At the 2002 Sundance Film Festival premiere of Justin Lin’s directorial debut “Better Luck Tomorrow,” Roger Ebert famously stood up in the audience to chastise an audience member for questioning whether it was irresponsible for Lin to depict Asian-Americans as criminals. Back at the festival two decades and five “Fast & Furious” movies later, Lin is unlikely to see the same level of fiery passion from anyone attending his latest film, “Last Days.”
Another exploration of identity, responsibility, and the missteps young people tend to make while finding themselves, “Last Days” is based on a thorny and fascinating true story: that of John Allen Chau, the 26-year-old American missionary who was killed in 2018 after kayaking to the remote North Sentinel Island to spread Christianity to a local tribe. Yet all the promise of this premise is squandered in Lin’s adaptation, which in style and structure hews to hackneyed convention at every turn.
After a brief overture flashing forward to this sad event, the movie rewinds to follow John (Sky Yang) as he nears graduation from his Christian college. His father (Ken Leung of “Industry”) is determined for John to become a doctor, even gifting him a stethoscope after his graduation ceremony. But John feels drawn to the path God has planned for him — whatever that might be — and he’s pretty sure medical school isn’t part of it. So when a family crisis presents an opportunity for John to break away and begin missionary work, he boards a plane and never looks back.
The remainder of the movie takes the form of a parallel-action drama, flipping between dual timelines: John’s peregrinations as a missionary in his early 20s; and the race to locate John in the days leading up to his visit to North Sentinel Island. The latter events center not on John but on a fictional player in the saga: Meera (Radhika Apte), an intrepid Indian officer trying to stop John from embarking on his treacherous journey and imposing his ideology upon the Sentinelese, if only she can get past the professional hurdles set by her ludicrously patronizing superior officer (Naveen William Sidney Andrews). (As if a time traveler from the midcentury, the superior officer at one point refers to Meera as “an ambitious lady cop.”)
The fact that Meera’s storyline even exists within the framework of “Last Days” should trigger alarm bells and a knowing eye-roll. This is the Hollywoodized version of John’s story: a saccharine and souped-up spectacle that totally eclipses any of the thought-provoking complexity of the true events at its core. As Meera — the film’s ostensible hero — races against the clock to locate John, the screenplay also steamrolls her into her own tale of marginalized identity, a B-plot shoehorned in solely to bolster her affinity with the Sentinelese she’s hoping to shield from John’s obtrusion.
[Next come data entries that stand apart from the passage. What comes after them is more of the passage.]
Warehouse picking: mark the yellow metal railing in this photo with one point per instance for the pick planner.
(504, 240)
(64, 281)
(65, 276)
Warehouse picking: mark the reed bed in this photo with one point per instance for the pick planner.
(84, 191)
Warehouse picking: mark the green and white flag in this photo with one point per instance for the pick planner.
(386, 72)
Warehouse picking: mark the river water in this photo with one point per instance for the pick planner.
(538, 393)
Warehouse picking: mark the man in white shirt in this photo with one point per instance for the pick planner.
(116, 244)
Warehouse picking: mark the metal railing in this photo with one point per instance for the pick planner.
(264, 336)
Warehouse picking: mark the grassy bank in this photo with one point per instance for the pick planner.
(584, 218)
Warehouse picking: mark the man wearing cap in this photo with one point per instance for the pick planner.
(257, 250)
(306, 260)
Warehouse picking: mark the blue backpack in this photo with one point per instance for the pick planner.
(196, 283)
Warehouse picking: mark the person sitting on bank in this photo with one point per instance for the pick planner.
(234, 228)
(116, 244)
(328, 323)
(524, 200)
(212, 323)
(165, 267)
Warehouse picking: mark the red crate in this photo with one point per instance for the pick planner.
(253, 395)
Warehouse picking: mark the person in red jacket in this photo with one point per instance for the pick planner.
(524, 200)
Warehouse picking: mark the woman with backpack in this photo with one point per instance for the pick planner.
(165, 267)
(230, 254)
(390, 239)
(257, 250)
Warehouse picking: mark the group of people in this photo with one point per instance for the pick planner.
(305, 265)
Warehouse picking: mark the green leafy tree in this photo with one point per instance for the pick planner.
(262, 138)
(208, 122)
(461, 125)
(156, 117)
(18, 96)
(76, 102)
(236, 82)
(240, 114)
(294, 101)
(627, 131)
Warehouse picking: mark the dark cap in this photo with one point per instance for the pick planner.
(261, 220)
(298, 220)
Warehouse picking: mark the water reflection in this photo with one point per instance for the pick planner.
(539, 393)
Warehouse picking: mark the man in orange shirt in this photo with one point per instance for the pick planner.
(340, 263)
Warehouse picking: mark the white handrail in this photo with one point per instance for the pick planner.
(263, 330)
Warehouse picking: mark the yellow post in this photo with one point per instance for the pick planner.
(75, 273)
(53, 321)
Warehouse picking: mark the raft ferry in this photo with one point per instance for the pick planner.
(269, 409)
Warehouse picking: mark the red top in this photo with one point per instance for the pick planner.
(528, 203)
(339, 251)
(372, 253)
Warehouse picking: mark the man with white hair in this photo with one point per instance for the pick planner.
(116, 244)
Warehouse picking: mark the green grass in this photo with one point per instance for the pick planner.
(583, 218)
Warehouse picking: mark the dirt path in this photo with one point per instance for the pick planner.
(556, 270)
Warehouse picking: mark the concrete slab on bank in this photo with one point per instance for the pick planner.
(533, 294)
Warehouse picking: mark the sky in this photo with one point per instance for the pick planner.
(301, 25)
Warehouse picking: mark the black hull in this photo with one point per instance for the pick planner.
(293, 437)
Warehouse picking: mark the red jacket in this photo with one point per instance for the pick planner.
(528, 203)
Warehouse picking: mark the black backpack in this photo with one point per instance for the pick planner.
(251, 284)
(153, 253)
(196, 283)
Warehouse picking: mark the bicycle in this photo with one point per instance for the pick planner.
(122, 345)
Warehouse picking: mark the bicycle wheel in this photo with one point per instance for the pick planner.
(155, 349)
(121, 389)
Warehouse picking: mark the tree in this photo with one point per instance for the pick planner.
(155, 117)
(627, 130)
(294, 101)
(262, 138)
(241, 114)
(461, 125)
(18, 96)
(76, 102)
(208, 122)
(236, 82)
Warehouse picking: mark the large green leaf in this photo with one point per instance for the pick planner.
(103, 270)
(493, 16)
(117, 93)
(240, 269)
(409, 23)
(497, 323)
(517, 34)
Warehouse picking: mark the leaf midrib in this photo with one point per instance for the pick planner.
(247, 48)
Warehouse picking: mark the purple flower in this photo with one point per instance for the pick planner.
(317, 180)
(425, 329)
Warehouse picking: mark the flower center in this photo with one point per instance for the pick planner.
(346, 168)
The John sections cover a much broader timeframe, hopping among a handful of his experiences as a missionary and explorer across the globe. A significant portion takes place in Kurdistan, where John first meets Chandler (a magnetic Toby Wallace), a fellow missionary operating on a more radical agenda. To John, Chandler acts as both a revolutionary mentor and an understanding pal, offering a valuable sense of alliance and purpose that fills a void within John he didn’t even know was there. Chandler is one of several side characters John encounters on his journey who stand in for the hoards of people who encouraged him, either explicitly or implicitly, to pursue North Sentinel as a holy grail.
To that end, the film’s best sequence is also its most harrowing: It finds John participating in an American missionary boot camp. The scenes follow John and his young cohorts as they trudge through remote woods in search of shelter, before a band of training camp leaders wielding spears and speaking a fake foreign language capture them and physically beat them into submission. In real life, the boot camp John attended was run by an organization called All Nations; in 2018 the international executive leader of the group said that John was “one of the best participants in this experience that we have ever had.”
The scenes at the boot camp are get-under-your-skin disturbing in a way that the rest of “Last Days” can only aspire to be. They gesture at a wider world in which preaching the gospel and spreading Christian ideology are, for certain zealots, more vital than physical and mental safety. It’s easy to see how John, an adventurer by nature seeking his greater purpose, could have been sucked into what he saw as a chance to please God and make something of himself in the world.
The movie’s incessant urge to psychoanalyze John’s fanaticism could have stopped at the boot camp sequence. Instead, “Last Days” ironically succumbs to its own form of conservatism. Its storytelling is straightforward, familiar, and even didactic, culminating in a dime-store Freudian sequence which flashes back to a moment from John’s childhood in which his father wins a painting contest at a local fair. It finds John, as a toddler, wandering around the fair grounds alone, crying as he looks for his parents. Even AI couldn’t dream up a more literal depiction of a boy whose primary trouble is that he’s lost, scared, and looking for love.
Grade: C-
“Last Days” premiered at the 2025 Sundance Film Festival. It is currently seeking U.S. distribution.